Steroid Shoulder Injections Don't Help
Sat, February 21, 2009 at 03:00AM
More and more people – especially baby boomers – are suffering from shoulder disorders, often summarized under a diagnosis of rotator cuff disease or osteoarthritis or bursitis. For years an injection of a steroid drug into the joint or bursa has been regarded as a useful treatment to address the associated pain and disability. But now doubt has been thrown on this form of therapy, in a publication in the British Medical Journal.

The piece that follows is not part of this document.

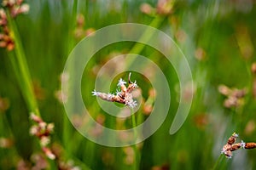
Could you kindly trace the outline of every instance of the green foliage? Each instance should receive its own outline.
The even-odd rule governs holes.
[[[172,14],[154,16],[140,10],[143,3],[156,7],[157,2],[153,0],[27,1],[29,14],[12,20],[12,28],[17,26],[15,34],[20,37],[15,54],[0,49],[0,169],[15,169],[20,160],[36,164],[32,157],[42,151],[38,139],[29,134],[29,112],[37,111],[37,105],[44,121],[55,123],[51,140],[53,145],[61,148],[61,160],[72,160],[81,169],[255,169],[256,150],[236,151],[232,159],[220,156],[233,132],[245,141],[256,140],[256,76],[251,71],[255,62],[256,8],[251,1],[239,2],[177,1]],[[154,135],[131,147],[136,150],[137,165],[129,164],[129,147],[105,147],[84,138],[73,128],[56,98],[66,60],[82,38],[74,36],[78,14],[84,16],[85,31],[123,22],[160,29],[173,37],[189,62],[195,87],[193,105],[185,123],[174,135],[169,134],[169,128],[178,105],[179,82],[172,65],[160,52],[140,43],[119,42],[96,53],[86,66],[81,82],[84,100],[92,117],[103,115],[106,126],[113,128],[116,128],[115,118],[104,113],[91,96],[97,67],[113,53],[131,51],[152,60],[168,77],[169,114]],[[149,81],[132,74],[147,101],[152,88]],[[128,71],[114,79],[112,92],[115,92],[118,79],[127,75]],[[32,89],[23,86],[31,80],[36,99],[29,91]],[[242,105],[225,108],[225,97],[218,91],[220,84],[247,88]],[[1,105],[3,99],[8,99],[5,110]],[[143,109],[136,113],[137,124],[147,117]],[[132,126],[131,120],[128,122],[127,127]],[[4,139],[10,140],[9,146],[3,144]],[[48,168],[57,168],[55,161],[48,162]]]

Norwegian orthopedic surgeons conducted a double-blind, randomized, clinical trial of corticosteroid plus lidocaine injection into the shoulder of patients with rotator cuff disease. Steroid-plus-lidocaine was given into the should together with lidocaine into the buttock in one group of patients, and lidocaine into the shoulder with steroid-plus-lidocaine into the buttocks in another group.
The differences in improvement in overall shoulder pain and disability between the two groups were scored after 6 weeks. There were no relevant differences in the these scores between the two types of treatment. It can be concluded that, for these patients at least, steroid injections into the shoulder had no beneficial effect on the symptomatology. (This corresponds to my own experience – a steroid injection didn't do a lick of good.) “Stick to physical therapy” is the researchers advice, and mine, too.